2026 Vuelta a Murcia

Race details
- Dates: 13–14 February 2026
- Stages: 2
- Distance: 89.3 km (55.49 mi)

= 2026 Vuelta a Murcia =

Spanish multi-day road cycling race

The 2026 Vuelta a Murcia is the 46th edition of the Vuelta a Murcia road cycling race. It was held on 13 and 14 February 2026 in the Region of Murcia region of south-eastern Spain as a category 1.1 event on the 2026 UCI Europe Tour calendar.

Marc Soler was originally declared winner of the race but the UCI declined to ratify the result, as according to the rules the overall classification can only be awarded if both stages had been run.

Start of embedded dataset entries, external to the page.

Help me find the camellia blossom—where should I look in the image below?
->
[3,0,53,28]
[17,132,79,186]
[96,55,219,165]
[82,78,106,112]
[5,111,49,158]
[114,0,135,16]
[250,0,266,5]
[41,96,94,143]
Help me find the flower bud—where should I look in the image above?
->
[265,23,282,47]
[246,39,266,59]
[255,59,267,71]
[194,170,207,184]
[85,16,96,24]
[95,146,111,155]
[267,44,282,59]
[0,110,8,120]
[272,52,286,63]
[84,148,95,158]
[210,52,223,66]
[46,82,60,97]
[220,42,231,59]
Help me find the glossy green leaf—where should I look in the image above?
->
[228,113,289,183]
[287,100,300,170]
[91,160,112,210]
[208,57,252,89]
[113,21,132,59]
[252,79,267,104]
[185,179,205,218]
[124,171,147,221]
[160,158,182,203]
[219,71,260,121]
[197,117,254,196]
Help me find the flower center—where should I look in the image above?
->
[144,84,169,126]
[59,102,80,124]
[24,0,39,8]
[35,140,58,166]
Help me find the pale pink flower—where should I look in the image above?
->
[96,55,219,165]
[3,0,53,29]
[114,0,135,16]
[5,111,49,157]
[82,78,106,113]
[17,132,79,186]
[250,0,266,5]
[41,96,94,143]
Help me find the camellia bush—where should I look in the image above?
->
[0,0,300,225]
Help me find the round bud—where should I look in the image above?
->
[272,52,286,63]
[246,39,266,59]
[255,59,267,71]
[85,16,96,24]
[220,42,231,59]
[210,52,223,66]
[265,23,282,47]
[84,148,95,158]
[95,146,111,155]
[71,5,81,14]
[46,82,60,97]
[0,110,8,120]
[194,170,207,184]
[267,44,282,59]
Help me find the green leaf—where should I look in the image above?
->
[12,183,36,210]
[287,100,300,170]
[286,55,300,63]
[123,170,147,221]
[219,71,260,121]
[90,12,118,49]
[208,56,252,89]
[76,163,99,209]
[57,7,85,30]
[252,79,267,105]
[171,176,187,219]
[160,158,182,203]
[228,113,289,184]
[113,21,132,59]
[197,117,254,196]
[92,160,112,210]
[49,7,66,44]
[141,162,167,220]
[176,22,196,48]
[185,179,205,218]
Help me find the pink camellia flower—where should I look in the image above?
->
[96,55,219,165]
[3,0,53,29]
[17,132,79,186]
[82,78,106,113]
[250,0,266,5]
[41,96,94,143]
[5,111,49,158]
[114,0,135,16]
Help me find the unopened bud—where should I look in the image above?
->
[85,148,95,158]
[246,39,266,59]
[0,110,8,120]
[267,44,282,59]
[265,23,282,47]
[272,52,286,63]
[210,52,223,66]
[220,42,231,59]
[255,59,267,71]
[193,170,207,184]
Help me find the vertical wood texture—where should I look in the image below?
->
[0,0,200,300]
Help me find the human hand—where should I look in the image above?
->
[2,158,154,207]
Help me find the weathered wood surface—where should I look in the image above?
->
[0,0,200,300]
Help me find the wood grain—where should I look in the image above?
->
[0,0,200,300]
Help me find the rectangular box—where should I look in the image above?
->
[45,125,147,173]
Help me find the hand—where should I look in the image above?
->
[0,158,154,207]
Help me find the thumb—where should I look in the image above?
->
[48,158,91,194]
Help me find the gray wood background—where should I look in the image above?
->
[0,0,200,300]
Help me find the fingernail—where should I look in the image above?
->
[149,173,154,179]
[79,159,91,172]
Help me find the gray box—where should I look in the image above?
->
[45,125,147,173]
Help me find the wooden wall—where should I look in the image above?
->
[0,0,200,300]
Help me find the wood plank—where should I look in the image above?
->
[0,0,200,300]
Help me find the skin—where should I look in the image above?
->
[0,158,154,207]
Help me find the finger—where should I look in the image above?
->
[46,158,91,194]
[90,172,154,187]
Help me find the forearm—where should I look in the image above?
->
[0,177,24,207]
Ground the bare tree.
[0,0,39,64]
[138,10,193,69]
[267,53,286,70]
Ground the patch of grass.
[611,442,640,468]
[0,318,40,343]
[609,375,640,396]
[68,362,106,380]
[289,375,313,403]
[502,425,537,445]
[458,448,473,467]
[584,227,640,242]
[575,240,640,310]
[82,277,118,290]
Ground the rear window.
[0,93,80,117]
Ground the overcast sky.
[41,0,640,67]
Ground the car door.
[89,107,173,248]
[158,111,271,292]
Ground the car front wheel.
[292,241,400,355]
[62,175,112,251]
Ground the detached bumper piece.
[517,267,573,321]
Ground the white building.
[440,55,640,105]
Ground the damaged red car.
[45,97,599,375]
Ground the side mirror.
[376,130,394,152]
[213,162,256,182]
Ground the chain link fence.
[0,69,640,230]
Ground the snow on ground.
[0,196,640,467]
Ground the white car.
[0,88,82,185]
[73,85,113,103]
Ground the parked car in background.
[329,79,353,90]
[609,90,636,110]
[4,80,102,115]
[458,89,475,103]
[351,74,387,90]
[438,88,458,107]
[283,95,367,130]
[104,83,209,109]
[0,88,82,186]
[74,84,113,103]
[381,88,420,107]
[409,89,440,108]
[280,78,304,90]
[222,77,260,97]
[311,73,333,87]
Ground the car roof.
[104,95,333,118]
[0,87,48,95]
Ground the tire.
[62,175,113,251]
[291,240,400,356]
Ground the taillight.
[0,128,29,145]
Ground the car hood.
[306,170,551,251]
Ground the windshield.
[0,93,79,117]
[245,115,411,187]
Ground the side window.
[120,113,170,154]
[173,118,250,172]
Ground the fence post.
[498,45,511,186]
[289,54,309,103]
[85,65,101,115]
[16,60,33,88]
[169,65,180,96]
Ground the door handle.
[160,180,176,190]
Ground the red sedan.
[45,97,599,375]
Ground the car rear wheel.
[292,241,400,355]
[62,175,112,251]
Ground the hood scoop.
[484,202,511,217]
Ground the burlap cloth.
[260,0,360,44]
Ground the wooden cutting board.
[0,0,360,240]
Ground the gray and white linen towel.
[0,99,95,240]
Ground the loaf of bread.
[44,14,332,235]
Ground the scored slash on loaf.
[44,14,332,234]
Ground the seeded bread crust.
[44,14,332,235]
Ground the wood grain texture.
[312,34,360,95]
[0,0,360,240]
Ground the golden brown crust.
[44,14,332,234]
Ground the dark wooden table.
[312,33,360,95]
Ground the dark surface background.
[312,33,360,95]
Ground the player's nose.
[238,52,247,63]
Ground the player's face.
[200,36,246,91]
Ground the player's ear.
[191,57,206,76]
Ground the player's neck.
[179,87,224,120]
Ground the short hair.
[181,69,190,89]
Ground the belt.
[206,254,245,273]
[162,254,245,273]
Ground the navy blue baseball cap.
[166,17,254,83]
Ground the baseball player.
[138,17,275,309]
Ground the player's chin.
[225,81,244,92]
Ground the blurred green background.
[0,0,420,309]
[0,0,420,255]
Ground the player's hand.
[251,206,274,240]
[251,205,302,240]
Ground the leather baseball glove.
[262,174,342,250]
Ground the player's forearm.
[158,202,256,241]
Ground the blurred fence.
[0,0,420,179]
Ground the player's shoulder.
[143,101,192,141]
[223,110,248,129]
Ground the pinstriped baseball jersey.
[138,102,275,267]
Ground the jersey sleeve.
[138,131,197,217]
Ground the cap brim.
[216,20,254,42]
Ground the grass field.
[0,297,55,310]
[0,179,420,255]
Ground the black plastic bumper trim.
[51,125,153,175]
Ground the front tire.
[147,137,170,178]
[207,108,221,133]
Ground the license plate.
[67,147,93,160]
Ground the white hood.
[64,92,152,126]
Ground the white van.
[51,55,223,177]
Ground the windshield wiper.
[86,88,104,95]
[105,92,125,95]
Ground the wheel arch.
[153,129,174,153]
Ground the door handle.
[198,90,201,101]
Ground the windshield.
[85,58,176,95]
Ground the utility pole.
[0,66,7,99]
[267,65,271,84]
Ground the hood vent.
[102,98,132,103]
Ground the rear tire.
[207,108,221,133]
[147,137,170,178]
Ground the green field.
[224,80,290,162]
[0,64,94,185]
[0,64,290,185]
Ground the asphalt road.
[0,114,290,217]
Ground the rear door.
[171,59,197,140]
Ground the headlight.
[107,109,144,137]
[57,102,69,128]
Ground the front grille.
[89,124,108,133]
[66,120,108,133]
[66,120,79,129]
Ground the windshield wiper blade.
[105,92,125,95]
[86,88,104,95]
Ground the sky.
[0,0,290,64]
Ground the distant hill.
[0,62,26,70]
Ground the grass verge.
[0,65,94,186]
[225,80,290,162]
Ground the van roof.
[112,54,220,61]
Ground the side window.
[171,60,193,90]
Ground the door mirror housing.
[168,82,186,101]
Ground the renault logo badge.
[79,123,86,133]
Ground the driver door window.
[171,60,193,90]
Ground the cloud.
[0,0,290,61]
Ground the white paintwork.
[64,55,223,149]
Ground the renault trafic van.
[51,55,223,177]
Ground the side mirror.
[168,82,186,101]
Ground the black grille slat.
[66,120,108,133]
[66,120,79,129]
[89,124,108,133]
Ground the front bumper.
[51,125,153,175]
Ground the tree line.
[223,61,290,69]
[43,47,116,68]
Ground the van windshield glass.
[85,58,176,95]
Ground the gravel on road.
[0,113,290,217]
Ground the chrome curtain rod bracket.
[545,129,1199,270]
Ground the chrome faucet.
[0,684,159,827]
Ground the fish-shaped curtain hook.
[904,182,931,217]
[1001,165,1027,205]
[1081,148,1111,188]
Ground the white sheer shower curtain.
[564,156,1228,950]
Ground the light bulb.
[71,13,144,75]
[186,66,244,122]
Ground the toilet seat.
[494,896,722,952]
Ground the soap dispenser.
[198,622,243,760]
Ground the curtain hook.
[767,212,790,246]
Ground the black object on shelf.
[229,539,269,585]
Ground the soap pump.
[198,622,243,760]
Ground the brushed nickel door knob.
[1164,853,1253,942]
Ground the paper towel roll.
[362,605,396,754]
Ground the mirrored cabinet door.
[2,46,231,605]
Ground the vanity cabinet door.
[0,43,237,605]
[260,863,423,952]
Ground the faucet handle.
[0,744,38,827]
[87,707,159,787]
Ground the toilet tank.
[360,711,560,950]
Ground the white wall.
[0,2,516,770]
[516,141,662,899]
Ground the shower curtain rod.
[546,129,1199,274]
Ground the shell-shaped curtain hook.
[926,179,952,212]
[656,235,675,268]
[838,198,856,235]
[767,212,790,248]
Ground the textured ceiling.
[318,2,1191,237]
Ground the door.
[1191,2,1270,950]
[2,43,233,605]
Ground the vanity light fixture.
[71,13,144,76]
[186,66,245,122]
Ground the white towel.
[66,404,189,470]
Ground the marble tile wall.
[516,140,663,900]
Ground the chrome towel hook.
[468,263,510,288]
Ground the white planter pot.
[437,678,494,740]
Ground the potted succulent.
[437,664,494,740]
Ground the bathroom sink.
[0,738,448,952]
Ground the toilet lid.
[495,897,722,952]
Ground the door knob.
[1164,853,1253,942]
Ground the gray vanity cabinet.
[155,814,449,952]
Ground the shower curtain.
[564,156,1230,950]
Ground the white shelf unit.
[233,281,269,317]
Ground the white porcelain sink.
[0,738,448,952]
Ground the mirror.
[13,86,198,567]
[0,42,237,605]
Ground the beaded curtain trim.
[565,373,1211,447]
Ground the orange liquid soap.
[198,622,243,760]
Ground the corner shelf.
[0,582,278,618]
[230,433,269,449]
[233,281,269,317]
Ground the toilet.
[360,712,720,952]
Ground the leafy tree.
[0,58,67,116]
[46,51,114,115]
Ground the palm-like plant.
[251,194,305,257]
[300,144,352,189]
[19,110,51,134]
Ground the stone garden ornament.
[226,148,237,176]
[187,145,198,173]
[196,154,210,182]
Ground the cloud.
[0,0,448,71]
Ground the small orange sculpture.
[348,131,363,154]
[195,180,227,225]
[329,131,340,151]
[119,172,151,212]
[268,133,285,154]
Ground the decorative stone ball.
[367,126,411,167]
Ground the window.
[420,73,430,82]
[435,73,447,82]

Marc Soler won stage 1 and that result stands.

== Teams ==
Six UCI WorldTeams, ten UCI ProTeams, two UCI Continental and one national team made up the nineteen teams that participated in the race.

UCI WorldTeams

UCI ProTeams

UCI Continental Teams

National Teams

- Spain

== Results ==
=== Stage 1 ===
- 13 February 2026 — Fortuna to Yecla, 89.3 km

The stage was originally 178.5 km and the original start was at Cartagena, but high winds caused the start to be moved to Fortuna.

Result and general classification after Stage 1
| Rank | Rider | Team | Time |
|---|---|---|---|
| 1 | Marc Soler (ESP) | UAE Team Emirates XRG | 1h 50′ 39″ |
| 2 | Julius Johansen (DEN) | UAE Team Emirates XRG | + 19" |
| 3 | Tom Pidcock (GBR) | Pinarello–Q36.5 Pro Cycling Team | + 40" |
| 4 | Pello Bilbao (ESP) | Team Bahrain Victorious | + 1' 01" |
| 5 | Igor Arrieta (ESP) | UAE Team Emirates XRG | + 1' 01" |
| 6 | Tim Wellens (BEL) | UAE Team Emirates XRG | + 1' 01" |
| 7 | Héctor Álvarez (ESP) | Spain | + 1' 01" |
| 8 | Matej Mohorič (SLO) | Team Bahrain Victorious | + 1' 01" |
| 9 | Matyáš Kopecký (CZE) | Unibet Rose Rockets | + 1' 01" |
| 10 | Benoît Cosnefroy (FRA) | UAE Team Emirates XRG | + 1' 15" |

=== Stage 2 ===
- 14 February 2026 — Fortuna to Santomera, 10 km
The stage were neutralized after 23 kilometres of racing, and subsequently cancelled because of strong headwinds.